Поэт, который пишет о страданиях неразделенной любви, не просто обнародует свои собственные переживания. Он, во-первых, превращает их в нечто общечеловеческое. Во-вторых, он пишет о них легко и изящно, в рифму. Стало быть, полагает бесхитростный читатель, поэту уже удалось пережить то, что представляется мне невыносимым. Ведь «складно» описать чудовищные муки и испепеляющие страсти можно только тогда, когда ты уже способен настолько отстраниться от них, что можешь подумать о художественной форме изложения, о композиции стиха, о рифмах и тому подобном.

Стало быть, если со всем этим совладал поэт, то совладаю и я, читатель.

Коучинг изначально не имел и не должен иметь ничего общего с «больничной атмосферой, созданной прежним психоанализом». Его атмосфера гораздо ближе к легкой атмосфере театра или литературной гостиной. Именно она, эта легкая атмосфера, и позволяет успешно справляться с тяжкими проблемами кризиса середины жизни.

Глава 2. Коучинг до коучинга: литературная диагностика кризиса середины жизни

2.1 Cиндром кризиса середины жизни: острая индивидуальная тоска на фоне общепризнанных успехов

Если рассудить логически, то у человека просто не должно быть более счастливого времени, чем десятилетие между тридцатью и сорока.

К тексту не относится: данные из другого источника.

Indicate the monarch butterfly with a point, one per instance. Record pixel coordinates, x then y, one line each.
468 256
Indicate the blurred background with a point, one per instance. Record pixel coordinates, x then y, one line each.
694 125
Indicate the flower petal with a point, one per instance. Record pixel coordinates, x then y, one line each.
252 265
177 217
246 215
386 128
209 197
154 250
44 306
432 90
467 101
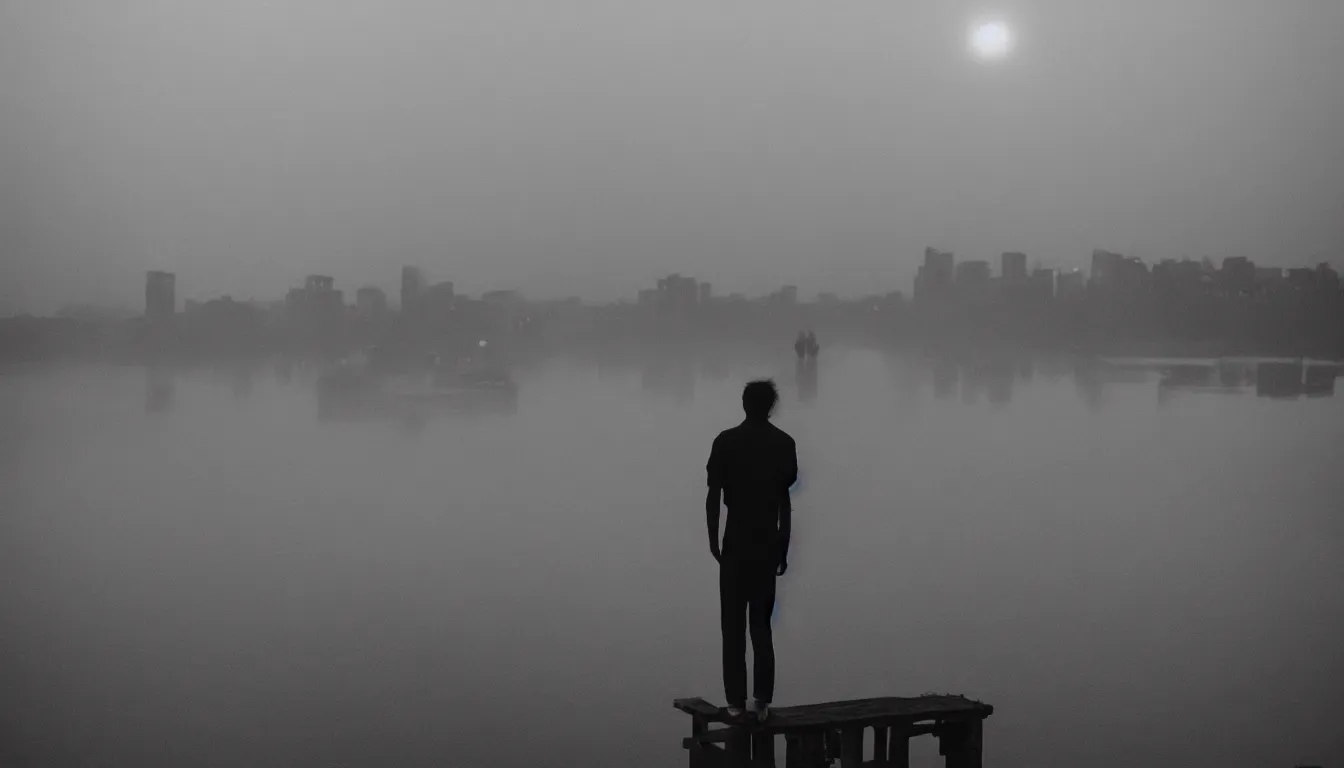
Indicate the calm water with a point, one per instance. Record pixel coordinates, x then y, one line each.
219 579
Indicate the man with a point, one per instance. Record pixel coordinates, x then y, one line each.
753 466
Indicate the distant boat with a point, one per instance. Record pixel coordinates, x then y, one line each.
1278 378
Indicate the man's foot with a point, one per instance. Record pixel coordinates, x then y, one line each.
761 709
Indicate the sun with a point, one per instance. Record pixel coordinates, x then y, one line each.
991 41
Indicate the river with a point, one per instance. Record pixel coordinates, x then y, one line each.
196 570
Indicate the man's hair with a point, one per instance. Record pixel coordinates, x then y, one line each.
760 398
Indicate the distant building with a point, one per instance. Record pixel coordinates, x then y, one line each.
1105 266
1117 272
160 295
1043 283
1070 284
1238 276
371 301
317 305
972 273
413 285
1268 275
936 275
436 303
678 292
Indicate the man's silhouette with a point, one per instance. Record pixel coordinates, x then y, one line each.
753 466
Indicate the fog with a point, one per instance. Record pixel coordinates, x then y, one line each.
583 147
264 518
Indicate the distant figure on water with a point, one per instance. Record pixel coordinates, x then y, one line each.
751 466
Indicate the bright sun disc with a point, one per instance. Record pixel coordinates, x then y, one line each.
991 41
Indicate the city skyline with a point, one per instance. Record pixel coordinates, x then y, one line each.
874 283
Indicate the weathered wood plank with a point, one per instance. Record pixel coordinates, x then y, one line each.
698 708
872 712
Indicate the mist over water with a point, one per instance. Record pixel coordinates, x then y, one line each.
213 576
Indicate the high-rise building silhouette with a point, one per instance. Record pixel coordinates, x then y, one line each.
160 295
936 275
1014 266
972 273
371 301
413 285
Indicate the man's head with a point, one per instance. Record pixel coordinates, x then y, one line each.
758 398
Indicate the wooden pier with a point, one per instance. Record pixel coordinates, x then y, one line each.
820 733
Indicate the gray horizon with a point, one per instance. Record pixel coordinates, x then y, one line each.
586 147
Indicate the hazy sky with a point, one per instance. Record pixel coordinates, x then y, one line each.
589 145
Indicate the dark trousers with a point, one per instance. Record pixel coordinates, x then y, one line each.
746 599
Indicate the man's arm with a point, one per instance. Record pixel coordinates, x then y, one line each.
786 506
711 521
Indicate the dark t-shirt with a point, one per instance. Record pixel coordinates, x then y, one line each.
756 464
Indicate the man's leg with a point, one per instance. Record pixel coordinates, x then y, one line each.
733 619
761 601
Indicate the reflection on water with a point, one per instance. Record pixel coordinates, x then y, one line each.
234 581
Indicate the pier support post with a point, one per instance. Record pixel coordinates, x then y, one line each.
762 749
961 744
851 748
898 751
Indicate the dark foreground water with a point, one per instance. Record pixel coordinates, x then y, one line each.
202 573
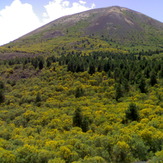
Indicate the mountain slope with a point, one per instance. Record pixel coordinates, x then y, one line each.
112 26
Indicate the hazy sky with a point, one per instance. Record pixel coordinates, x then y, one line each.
18 17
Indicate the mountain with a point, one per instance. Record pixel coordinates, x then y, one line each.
112 27
85 88
119 24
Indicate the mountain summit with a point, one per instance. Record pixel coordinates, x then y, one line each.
117 24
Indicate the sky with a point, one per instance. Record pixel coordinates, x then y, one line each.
19 17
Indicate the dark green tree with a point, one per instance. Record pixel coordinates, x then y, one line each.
91 69
79 92
153 79
118 92
132 112
77 118
85 124
2 97
38 97
1 85
142 85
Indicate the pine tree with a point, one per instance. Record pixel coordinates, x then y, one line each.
132 112
77 118
2 97
118 92
142 85
153 79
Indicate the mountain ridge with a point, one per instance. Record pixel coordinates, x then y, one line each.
114 25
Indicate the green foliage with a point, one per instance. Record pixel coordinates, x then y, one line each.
67 111
132 112
2 96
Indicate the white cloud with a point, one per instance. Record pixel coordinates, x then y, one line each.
17 20
58 8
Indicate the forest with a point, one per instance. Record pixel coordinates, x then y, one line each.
82 106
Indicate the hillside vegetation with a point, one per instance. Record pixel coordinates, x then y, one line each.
81 98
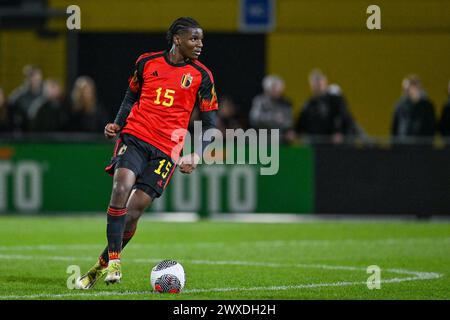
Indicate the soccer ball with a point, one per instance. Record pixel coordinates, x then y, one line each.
167 276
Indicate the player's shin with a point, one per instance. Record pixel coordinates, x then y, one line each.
114 231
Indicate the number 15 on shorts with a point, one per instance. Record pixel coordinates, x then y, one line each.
163 171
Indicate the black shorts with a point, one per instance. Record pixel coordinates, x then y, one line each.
152 167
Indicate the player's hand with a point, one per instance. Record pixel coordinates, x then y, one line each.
111 130
188 163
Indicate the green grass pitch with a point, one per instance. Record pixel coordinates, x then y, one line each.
310 260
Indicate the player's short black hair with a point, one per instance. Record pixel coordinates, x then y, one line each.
181 25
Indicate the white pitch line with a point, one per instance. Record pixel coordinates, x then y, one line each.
227 262
275 243
417 275
210 290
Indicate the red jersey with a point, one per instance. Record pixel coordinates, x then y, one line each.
168 94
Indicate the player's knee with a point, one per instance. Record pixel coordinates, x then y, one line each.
121 190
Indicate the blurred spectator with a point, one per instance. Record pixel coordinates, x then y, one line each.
47 113
444 123
414 115
326 112
4 119
227 115
86 114
271 110
22 97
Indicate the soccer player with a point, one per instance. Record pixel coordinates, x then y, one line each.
163 90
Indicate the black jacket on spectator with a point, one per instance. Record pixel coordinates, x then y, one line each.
414 119
325 115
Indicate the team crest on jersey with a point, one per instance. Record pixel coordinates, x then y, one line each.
186 80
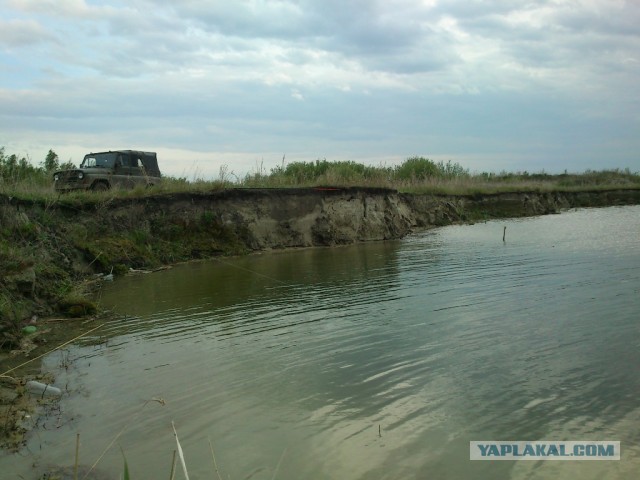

Конечно, успехи он знал и раньше - в школе и в университете. Но это были успехи учебные. Тогда человек всего лишь учился жить, но еще не жил по-настоящему, неся ответственность за себя и за других.

Опекавшие его взрослые играли с ним в специальные педагогические игры. Их цель состояла в том, чтобы приучить к мысли: упорный труд непременно приводит к успеху, а лень - к неудаче. Поначалу, в школе, в успех и неуспех играли совсем уж понарошку, используя только моральные стимулы: за «пятерки» хвалили, за «двойки» - отчитывали. В университете стали вводить стимулы материальные - в гомеопатических дозах. Но все равно это были успехи игрушечные. Ведь никто и никогда не рассматривал стипендию как способ заработать на жизнь.

И в первые годы самостоятельной работы о настоящем успехе говорить было еще рано. Недавний выпускник еще долго оставался учеником. Он всегда действовал под опекой мастера. Успехом для него оказывалось всего лишь повторение того, что этот мастер умел давно - и гораздо лучше. Старшие всегда ожидали от неофита ошибки, пребывая в постоянной готовности поправить и переделать. Отвечали за все по-прежнему они. Но, напуская на себя строгость и отчитывая за ошибки, они только усмехались в душе, вспоминая свои молодые годы.

Игра в успех заканчивается только годам к тридцати, когда человек уже настолько осваивался в избранном деле, что начинает считать, что не уступает мастерам. А кое в чем даже и превосходит их.